Dimanche 18 mai 2008
Cette publicité récente montre à quel point, même à la retraite, l'actif est seul reconnu, l'inactivité étant considérée comme une tare !



L’éloge de la paresse n’est plus à faire. De nombreux ouvrages existent sur le sujet, que l’on vend sous le manteau.

La paresse a en effet très mauvaise presse. Il faut avoir perdu plus que le sens moral, le sens de la rentabilité, pour prétendre y entrer et s’y installer sans vergogne. Qui oserait, dans une guerre où chaque instant est exposé au feu nourri de la concurrence, lever le drapeau blanc d’un moment d’oisiveté ?

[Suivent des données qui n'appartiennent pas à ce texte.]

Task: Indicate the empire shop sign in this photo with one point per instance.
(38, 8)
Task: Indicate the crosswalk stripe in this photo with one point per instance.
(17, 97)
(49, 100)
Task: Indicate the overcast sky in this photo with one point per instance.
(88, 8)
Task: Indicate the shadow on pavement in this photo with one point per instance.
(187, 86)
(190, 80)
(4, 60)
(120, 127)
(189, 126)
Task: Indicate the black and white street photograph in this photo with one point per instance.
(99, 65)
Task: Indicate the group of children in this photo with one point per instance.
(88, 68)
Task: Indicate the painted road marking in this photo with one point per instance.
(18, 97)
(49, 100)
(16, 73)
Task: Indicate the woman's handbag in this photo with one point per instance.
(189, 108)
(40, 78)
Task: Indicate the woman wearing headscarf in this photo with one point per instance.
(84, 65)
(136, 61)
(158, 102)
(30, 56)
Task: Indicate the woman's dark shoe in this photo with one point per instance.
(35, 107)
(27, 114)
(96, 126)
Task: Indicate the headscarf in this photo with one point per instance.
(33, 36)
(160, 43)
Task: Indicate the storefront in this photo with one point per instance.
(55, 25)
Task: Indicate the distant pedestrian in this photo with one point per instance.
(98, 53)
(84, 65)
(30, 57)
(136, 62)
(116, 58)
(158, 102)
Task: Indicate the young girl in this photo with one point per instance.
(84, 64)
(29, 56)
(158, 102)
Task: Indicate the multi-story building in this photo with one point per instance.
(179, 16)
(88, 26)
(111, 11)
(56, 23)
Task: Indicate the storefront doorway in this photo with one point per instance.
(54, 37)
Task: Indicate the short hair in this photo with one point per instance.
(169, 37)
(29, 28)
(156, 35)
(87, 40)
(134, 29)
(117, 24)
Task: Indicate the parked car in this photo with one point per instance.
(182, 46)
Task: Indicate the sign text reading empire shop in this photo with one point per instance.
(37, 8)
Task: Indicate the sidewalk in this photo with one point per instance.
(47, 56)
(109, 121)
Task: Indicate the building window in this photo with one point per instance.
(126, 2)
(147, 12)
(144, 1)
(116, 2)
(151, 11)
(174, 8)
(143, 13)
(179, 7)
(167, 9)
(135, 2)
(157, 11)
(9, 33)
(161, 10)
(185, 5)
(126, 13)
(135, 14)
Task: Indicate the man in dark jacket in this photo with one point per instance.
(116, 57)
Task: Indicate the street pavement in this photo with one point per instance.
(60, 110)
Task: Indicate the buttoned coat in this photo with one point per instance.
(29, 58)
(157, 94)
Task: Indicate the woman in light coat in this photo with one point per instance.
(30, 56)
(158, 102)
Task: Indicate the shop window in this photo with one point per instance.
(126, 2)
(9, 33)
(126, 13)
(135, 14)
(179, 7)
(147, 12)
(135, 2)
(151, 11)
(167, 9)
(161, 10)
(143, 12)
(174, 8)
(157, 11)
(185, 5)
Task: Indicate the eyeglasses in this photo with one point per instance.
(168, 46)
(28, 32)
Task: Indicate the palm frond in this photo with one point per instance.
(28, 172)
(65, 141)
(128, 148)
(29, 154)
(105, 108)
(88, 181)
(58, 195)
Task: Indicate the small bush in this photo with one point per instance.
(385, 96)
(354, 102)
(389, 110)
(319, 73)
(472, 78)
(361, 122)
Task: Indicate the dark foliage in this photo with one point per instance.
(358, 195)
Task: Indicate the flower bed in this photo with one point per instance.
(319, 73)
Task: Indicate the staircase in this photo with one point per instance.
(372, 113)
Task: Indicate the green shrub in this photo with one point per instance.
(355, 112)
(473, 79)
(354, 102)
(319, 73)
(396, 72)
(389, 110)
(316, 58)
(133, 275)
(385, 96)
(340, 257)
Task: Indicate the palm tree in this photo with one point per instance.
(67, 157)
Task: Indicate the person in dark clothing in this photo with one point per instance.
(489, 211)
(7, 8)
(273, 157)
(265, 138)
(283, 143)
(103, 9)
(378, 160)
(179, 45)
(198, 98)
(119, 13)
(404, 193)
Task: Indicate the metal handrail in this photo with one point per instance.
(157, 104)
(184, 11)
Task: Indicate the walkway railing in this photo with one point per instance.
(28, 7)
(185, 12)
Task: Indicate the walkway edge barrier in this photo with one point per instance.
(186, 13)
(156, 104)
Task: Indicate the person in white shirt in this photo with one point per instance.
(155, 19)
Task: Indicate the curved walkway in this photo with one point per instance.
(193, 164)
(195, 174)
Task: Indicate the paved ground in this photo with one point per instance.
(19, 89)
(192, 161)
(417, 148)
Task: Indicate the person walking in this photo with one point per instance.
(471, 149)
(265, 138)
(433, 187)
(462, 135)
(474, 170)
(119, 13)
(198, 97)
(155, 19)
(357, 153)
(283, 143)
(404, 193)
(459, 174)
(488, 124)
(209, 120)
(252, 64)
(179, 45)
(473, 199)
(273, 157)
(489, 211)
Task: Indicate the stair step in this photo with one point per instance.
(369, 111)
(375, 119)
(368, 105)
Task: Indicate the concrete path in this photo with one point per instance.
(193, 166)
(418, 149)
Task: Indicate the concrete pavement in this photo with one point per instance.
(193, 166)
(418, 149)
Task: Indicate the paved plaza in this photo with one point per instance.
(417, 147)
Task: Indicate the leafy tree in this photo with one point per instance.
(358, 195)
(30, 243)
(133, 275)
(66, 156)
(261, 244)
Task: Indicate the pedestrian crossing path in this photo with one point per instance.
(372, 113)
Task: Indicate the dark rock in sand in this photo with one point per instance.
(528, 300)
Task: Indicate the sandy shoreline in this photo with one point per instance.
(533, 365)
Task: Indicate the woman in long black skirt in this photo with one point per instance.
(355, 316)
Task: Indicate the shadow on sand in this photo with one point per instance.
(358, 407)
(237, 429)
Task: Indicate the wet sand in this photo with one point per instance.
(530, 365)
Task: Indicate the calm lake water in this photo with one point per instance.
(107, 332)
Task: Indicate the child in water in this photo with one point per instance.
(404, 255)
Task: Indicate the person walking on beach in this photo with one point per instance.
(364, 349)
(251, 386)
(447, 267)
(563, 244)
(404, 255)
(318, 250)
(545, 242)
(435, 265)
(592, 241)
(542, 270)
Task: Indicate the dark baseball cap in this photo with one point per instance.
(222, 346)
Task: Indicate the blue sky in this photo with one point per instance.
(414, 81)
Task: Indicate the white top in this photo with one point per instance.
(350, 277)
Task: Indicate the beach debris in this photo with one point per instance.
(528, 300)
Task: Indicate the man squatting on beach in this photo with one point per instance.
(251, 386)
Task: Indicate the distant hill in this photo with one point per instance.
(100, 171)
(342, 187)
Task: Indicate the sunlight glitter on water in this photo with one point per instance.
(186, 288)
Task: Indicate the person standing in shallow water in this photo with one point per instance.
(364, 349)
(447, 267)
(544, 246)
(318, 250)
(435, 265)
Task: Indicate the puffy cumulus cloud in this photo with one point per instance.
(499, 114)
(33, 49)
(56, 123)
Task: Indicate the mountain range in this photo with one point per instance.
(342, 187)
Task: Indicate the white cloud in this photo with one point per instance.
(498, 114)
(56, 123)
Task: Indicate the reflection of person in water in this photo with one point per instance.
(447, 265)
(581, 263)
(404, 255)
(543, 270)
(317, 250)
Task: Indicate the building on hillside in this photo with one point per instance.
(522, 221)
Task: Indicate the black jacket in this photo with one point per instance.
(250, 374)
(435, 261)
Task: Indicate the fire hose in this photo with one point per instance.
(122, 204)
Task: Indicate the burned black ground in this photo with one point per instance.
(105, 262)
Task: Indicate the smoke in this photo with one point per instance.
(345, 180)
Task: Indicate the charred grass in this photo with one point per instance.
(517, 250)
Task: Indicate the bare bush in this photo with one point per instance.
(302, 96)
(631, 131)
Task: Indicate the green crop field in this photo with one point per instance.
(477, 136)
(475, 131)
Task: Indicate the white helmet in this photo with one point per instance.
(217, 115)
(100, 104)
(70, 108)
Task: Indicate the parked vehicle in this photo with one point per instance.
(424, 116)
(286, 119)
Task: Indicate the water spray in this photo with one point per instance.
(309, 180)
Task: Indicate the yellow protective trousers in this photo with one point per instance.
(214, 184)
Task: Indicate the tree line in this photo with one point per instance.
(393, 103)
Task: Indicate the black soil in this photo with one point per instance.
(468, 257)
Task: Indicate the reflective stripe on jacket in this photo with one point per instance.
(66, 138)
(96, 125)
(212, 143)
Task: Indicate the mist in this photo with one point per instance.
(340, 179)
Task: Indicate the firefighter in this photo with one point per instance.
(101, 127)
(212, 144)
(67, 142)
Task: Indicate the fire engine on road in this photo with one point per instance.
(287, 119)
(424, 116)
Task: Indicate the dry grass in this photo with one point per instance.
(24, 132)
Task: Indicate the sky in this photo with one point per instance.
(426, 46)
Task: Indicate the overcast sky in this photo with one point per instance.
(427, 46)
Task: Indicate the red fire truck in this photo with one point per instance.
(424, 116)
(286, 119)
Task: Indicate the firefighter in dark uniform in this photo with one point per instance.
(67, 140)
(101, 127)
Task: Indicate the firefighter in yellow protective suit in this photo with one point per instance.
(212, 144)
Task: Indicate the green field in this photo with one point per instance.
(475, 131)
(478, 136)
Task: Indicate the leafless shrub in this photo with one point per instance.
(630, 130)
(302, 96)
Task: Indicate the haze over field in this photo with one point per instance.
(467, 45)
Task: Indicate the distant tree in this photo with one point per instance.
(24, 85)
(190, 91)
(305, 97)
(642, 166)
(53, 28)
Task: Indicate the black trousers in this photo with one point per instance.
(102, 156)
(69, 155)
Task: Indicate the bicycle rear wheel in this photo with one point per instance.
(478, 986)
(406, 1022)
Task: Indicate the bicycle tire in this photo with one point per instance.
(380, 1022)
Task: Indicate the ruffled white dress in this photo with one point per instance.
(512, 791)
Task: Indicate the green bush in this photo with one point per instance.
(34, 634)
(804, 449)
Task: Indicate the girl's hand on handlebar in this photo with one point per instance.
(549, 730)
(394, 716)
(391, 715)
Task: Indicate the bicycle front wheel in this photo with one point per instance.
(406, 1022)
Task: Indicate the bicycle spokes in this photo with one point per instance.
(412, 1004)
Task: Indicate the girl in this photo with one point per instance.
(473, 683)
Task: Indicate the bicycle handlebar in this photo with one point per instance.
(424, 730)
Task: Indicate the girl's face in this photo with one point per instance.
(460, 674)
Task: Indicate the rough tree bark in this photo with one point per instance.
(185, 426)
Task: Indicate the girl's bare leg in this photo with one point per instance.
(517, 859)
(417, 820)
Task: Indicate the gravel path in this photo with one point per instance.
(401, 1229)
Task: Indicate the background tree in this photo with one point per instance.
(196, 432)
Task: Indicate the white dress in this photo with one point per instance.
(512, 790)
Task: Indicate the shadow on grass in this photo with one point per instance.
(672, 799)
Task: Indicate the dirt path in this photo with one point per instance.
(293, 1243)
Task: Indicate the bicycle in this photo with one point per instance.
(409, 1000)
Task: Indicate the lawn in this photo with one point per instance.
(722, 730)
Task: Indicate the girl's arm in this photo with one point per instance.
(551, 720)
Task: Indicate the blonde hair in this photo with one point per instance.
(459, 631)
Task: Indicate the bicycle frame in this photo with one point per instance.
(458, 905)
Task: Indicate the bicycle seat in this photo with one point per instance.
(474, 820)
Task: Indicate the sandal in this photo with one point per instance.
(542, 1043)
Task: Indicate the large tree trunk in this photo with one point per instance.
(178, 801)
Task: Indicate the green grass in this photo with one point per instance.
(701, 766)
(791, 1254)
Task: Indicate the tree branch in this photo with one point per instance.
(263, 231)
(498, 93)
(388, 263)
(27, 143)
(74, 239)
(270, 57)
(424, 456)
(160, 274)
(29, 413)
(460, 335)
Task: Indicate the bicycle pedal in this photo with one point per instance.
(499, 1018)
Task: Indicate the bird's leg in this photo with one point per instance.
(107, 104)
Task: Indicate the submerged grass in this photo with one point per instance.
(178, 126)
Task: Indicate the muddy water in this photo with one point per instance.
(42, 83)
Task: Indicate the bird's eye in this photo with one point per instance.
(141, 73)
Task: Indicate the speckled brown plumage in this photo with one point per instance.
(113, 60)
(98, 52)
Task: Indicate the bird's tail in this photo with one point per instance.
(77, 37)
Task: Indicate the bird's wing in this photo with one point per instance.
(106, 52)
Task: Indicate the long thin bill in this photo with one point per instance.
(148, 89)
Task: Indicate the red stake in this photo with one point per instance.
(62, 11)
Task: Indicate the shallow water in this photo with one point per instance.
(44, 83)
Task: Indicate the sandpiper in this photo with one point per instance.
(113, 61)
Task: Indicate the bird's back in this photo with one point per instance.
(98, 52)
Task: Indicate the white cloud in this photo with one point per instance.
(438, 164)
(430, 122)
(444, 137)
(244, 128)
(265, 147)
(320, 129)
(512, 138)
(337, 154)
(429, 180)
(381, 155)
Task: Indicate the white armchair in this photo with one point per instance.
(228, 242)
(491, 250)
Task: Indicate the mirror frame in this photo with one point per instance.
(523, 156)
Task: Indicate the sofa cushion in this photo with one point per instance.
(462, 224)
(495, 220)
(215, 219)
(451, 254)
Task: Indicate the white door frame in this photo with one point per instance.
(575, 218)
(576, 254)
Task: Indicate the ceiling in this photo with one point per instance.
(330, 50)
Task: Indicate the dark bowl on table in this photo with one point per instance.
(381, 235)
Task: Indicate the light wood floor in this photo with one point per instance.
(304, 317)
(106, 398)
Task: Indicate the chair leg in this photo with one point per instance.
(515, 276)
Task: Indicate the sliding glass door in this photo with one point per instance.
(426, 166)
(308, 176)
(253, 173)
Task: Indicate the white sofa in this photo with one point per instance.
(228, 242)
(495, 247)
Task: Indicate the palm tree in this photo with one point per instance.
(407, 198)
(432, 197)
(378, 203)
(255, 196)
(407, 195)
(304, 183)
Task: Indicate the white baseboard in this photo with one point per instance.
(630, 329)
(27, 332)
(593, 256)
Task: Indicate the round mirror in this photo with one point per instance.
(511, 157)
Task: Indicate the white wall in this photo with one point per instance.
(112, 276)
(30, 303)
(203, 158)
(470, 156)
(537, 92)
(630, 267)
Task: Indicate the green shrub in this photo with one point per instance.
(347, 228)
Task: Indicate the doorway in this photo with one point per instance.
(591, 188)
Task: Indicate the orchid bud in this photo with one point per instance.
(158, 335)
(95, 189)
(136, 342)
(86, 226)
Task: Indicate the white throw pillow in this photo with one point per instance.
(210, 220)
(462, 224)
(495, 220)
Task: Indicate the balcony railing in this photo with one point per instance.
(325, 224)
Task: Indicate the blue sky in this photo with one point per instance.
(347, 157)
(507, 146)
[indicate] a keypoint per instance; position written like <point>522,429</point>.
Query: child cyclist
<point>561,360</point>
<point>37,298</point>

C’est que le travail a dénaturé la paresse. Il en a fait sa putain dans le même temps que le pouvoir patriarcal voyait dans la femme le repos du guerrier. La culpabilité dégrade et pervertit la paresse, elle en interdit l’état de grâce, elle la dépouille de son intelligence.

Il faut se rendre à l’évidence : dans un monde où rien ne s’obtient sans le travail, la force ou la ruse, la paresse est une faiblesse, une bêtise, une faute, une erreur de calcul. On n’y accède qu’en changeant d’univers, c’est à dire d’existence.

Ce sont des choses qui arrivent. Notamment le jour de la retraite.

Toutefois, la retraite où se libère soudain la charge de désirs, interdits par quarante heures hebdomadaires de présence contraignante au bureau, n’est qu’un morne défoulement, l’accélération d’un retard à rattraper.

On nous a si bien mis dans les dispositions de travailler que ne rien faire exige aujourd’hui un apprentissage. Que d’efforts pour s’appartenir sans réserve !

L’accoutumance aux bonheurs laborieux, par nature éphémères et dérobés à la sauvette, nous a dépouillés de l’expérience des plaisirs authentiques, qui ne sont ni le fruit du hasard, ni la récompense d’un travail dont ils ne seraient alors que la respiration haletante. Ils se donnent tels que nous les prenons. La joie dont ils nous comblent est celle avec laquelle nous les abordons.

Enseigner la paresse aurait de quoi séduire s’il n’appartenait à chacun de cultiver, sans le secours des autres, une science aussi délicate, particulière et personnelle.

Le paresseux (le retraité) sait que dans l’heureuse disposition qui le retranche du monde affairiste et affairé, sa rêverie n’est pas dénuée de sens.

Entre lui et le milieu ambiant, l’insouciance contemplative suffit à tisser le réseau de subtiles affinités. Il perçoit mille présences au sein de l’herbe, des feuilles, d’un nuage, d’un parfum, d’un mur, d’un meuble, d’une pierre. Soudain le sentiment le saisit d’être relié à la terre par les intimes nervures de la vie. Il y fait d’étonnantes découvertes : un coucher de soleil, le scintillement de la lumière dans les sous-bois, l’odeur de la sauvagine, le goût du pain, la conformation troublante de l’orchidée, les rêveries de la terre à l’heure de la rosée ou du serein.

Le retraité n’est plus troublé par le travail dont la seule utilité reconnue se limite à garantir un salaire au plus grand nombre et une plus-value à l’oligarchie internationale. Le premier se dépense en biens de consommation et en services (d’une médiocrité croissante), la seconde s’investit en spéculations boursières qui prêtent de plus en plus à l’économie un caractère parasitaire.

Et que l’on en finisse avec la confusion qui allie à la paresse du corps le ramollissement mental appelé paresse de l’esprit.